It does. Read the description from its creator.
I just necroposted to an
old thread in which Johnson Lau came up with
a numbering system for satoshis, which I independently also came up with a decade later. I think it's worth giving its own thread, so I'll copy what I posted here:
So, funny story, in the beginning of 2022, I came up with the exact same scheme discussed in this thread. After I finished the scheme, I realized that
it was basically serial numbers for satoshis, typed "satoshi serial numbers" into Google, and found this post.

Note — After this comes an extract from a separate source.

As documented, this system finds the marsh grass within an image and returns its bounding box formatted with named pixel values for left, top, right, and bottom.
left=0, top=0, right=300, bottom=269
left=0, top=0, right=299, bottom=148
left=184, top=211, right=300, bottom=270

It feels natural extension to bitcoin, so it makes sense that multiple people have come up with it over the years.
I called it "ordinal theory" or "ordinals", because it uses order in multiple places:
- The order of satoshis in the supply of satoshis, for numbering
- The order of inputs and outputs of a transaction, for inheritance
- The order of transactions in a block, for inheritance of fees
I've spent the last year implementing it, so just 10 years after the OP, you can finally try it out!
The binary, written in Rust, is called
ord, and the code is on GitHub at
https://github.com/casey/ord.
I has a bunch of functionality:
...
- An index that connects to a Bitcoin Core node instance and tracks the location of all sats.
...
- A rarity system: common = not the sat of the block, uncommon = first sat of the block, rare = first sat after a difficulty adjustment, epic = first sat after a halving, legendary = first sat after a conjunction, which is the difficulty adjustment and the halving happening on the same block, which happens every 6 halvings, and mythic = first sat of genesis block.